Summarize¶
The .summarize() method (also available as .summarise()) lets you compute
summary statistics — a single value per group (or for the entire dataset if no
groups are specified). The result has as many rows as there are unique groups.
import tidypolars_extra as tp
mtcars = tp.tibble(tp.read_data(fn="tidypolars_extra/data/mtcars.csv", sep=",", silently=True))
Summarize over everything¶
When used without grouping, summarize returns a single row.
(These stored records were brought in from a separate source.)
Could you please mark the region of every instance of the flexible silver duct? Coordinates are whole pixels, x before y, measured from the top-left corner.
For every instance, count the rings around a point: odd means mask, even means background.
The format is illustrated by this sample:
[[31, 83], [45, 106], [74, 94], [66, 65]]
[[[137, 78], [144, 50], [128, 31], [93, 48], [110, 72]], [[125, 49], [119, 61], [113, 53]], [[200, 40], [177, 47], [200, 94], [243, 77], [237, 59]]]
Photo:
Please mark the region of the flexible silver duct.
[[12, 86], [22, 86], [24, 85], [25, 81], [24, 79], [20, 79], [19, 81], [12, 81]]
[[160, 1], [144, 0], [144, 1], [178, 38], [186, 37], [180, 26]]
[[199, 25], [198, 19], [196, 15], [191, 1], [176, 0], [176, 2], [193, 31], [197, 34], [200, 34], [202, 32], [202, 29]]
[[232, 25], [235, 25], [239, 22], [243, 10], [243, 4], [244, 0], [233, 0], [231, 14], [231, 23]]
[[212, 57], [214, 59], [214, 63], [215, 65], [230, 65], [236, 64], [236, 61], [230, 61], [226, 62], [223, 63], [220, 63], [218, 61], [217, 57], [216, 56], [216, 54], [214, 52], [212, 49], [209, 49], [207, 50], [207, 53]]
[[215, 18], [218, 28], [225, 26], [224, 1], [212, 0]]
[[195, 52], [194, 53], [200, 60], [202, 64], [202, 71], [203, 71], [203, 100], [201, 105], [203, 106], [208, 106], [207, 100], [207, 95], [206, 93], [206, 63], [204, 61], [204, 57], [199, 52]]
mtcars.summarize(avg_mpg=tp.col("mpg").mean())
shape: (1, 1)
┌───────────┐
│ avg_mpg │
╞═══════════╡
│ 20.090625 │
└───────────┘
Summarizing per group¶
Use the by parameter to compute summaries within groups. For example, there
are 3 values of cylinders (cyl) — 4, 6, and 8 — so the result will have 3
rows:
mtcars.summarize(avg_mpg=tp.col("mpg").mean(), by="cyl")
shape: (3, 2)
┌─────┬───────────┐
│ cyl ┆ avg_mpg │
╞═════╪═══════════╡
│ 8 ┆ 15.1 │
│ 6 ┆ 19.742857 │
│ 4 ┆ 26.663636 │
└─────┴───────────┘
Multiple summary statistics¶
You can compute multiple summary statistics in a single call:
mtcars.summarize(
avg_mpg=tp.col("mpg").mean(),
max_hp=tp.col("hp").max(),
min_wt=tp.col("wt").min(),
by="cyl",
)
shape: (3, 4)
┌─────┬───────────┬────────┬────────┐
│ cyl ┆ avg_mpg ┆ max_hp ┆ min_wt │
╞═════╪═══════════╪════════╪════════╡
│ 8 ┆ 15.1 ┆ 335 ┆ 3.17 │
│ 6 ┆ 19.742857 ┆ 175 ┆ 2.62 │
│ 4 ┆ 26.663636 ┆ 113 ┆ 1.513 │
└─────┴───────────┴────────┴────────┘
Summarize with a literal value¶
You can also include a literal (scalar) value in the summary:
mtcars.summarize(
measure=tp.lit("mean miles per gallon"),
value=tp.col("mpg").mean(),
by="cyl",
)
shape: (3, 3)
┌─────┬──────────────────────┬───────────┐
│ cyl ┆ measure ┆ value │
╞═════╪══════════════════════╪═══════════╡
│ 8 ┆ mean miles per gallon┆ 15.1 │
│ 6 ┆ mean miles per gallon┆ 19.742857 │
│ 4 ┆ mean miles per gallon┆ 26.663636 │
└─────┴──────────────────────┴───────────┘
Using count for quick frequency tables¶
The .count() method is a convenient shortcut for counting rows per group:
mtcars.count("cyl")
shape: (3, 2)
┌─────┬─────┐
│ cyl ┆ n │
╞═════╪═════╡
│ 4 ┆ 11 │
│ 8 ┆ 14 │
│ 6 ┆ 7 │
└─────┴─────┘